Parallel Execution Raycasting

MysteriousVagabond · February 13, 2023, 3:16am

I know I’m not the first to ask this, and I’ve even used a comparable module to great effect in other projects, but I’m struggling to make an effective module for performing batches of raycasts in parallel execution.

Below is what I have so far. It takes in arrays of origins and directions and batches them to the various actors, delivering each batch via a BindableEvent. The actors process the raycasts and fire back sparse arrays of the results along separate BindableEvents, which then get combined into a “results” table and delivered back to calling code.

The primary module:

--!strict

--//ParallelRaycastUtility//
--Allows for the execution of raycasts to be performed in parallel execution.

local BATCH_SIZE = 100
local ADJUSTED_BATCH_SIZE = BATCH_SIZE - 1

local IS_SERVER = game:GetService("RunService"):IsServer()

------------------------------------------------------------------------------------------------------------------------------------
--//ACTOR CONSTRUCTION//------------------------------------------------------------------------------------------------------------
------------------------------------------------------------------------------------------------------------------------------------

local ACTOR_COUNT: number = script:GetAttribute("ActorCount")
if type(ACTOR_COUNT) ~= "number" or ACTOR_COUNT < 1 then
	ACTOR_COUNT = 64
end

local input_events = table.create(ACTOR_COUNT)
local output_events = table.create(ACTOR_COUNT)

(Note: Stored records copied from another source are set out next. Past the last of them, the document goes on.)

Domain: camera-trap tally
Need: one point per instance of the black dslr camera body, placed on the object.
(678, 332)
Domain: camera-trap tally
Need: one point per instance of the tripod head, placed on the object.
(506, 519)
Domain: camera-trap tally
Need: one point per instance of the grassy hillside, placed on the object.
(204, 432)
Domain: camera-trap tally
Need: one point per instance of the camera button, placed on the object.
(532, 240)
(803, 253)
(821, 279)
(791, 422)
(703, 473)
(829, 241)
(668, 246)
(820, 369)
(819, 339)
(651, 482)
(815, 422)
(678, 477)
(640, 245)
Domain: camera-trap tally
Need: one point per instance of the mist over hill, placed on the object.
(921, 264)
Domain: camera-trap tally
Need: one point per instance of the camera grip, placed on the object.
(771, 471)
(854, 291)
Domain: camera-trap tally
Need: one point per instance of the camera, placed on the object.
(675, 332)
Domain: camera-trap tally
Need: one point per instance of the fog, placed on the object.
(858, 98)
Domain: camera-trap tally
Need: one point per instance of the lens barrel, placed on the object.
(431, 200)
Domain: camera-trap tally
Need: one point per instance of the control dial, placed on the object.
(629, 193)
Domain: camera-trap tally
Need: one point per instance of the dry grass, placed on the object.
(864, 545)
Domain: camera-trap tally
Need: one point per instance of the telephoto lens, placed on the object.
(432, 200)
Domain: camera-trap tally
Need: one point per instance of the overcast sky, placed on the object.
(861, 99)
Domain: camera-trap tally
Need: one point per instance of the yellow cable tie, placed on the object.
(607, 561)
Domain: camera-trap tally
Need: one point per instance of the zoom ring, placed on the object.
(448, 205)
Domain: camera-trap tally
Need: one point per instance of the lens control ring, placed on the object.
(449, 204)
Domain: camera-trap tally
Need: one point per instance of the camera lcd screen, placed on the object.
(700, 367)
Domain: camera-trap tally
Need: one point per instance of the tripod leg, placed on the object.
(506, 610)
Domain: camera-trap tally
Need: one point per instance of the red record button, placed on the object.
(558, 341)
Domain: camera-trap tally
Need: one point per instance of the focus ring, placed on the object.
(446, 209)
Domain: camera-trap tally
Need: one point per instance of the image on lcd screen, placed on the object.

local actor_directory = Instance.new("Folder")
actor_directory.Name = "RaycastActors"

--TODO: Create separate client/server objects.
local actor_base = script:WaitForChild("Actor")

for index = 1, ACTOR_COUNT do
	local actor = actor_base:Clone()
	input_events[index] = actor.Input
	output_events[index] = actor.Output.Event
	
	actor.Handler.Enabled = true
	actor.Parent = actor_directory
end

actor_directory.Parent = IS_SERVER and game:GetService("ServerScriptService") or game:GetService("ReplicatedFirst")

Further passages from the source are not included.